CONCLUSION: Inhibition of estrogen receptor action in the breast appears to be safe and effective in reducing persistent pubertal gynecomastia, with a better response to raloxifene than to tamoxifen. Further study is required to determine that this is truly a treatment effect.
PMID: 15238910 [PubMed - indexed for MEDLINE]
 
Keep in mind that I did not write the article I posted. Either way I have not seen studies showing GREAT %'s of people with NOLVA ONLY treatment being very high, as shown in the article above. Keep in mind we are talking about the best way to treat the GYNO 100% and shrink or destroy any mass to 0% or as close to it as possible. Most articles state that Nolva WILL help, but not many cases state that gyno was completely reduced or destroyed.
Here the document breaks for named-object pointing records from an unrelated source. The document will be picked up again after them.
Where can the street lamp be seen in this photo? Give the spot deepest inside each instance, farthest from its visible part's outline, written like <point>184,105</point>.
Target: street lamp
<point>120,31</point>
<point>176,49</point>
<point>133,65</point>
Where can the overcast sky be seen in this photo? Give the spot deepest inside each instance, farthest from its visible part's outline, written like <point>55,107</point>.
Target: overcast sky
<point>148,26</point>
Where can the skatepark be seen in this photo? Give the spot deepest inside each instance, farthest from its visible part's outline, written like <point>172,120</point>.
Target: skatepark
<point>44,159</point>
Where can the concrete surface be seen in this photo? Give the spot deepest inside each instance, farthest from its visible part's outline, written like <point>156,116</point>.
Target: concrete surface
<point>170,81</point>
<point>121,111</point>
Letro seems to be a little bit better because it drops estogen levels DRAMATICALLY to almost nothing. This then STARVES the breast tissue of the estrogen it needs to survive, then following the letro with nolva then prevents any estrogen rebound and flares ups that may occur as your body trys to get levels back to normal.

I dont think anyone has a 100% solution, but I still think that Letro/Nolva combo would work better than Nolva alone.

Nolva WILL get some people results, its just a matter of where the gyno came from, how long its been around, and how much it will help.

I agree with your point though that the article is wrong to say that NOLVA will NOT help at all.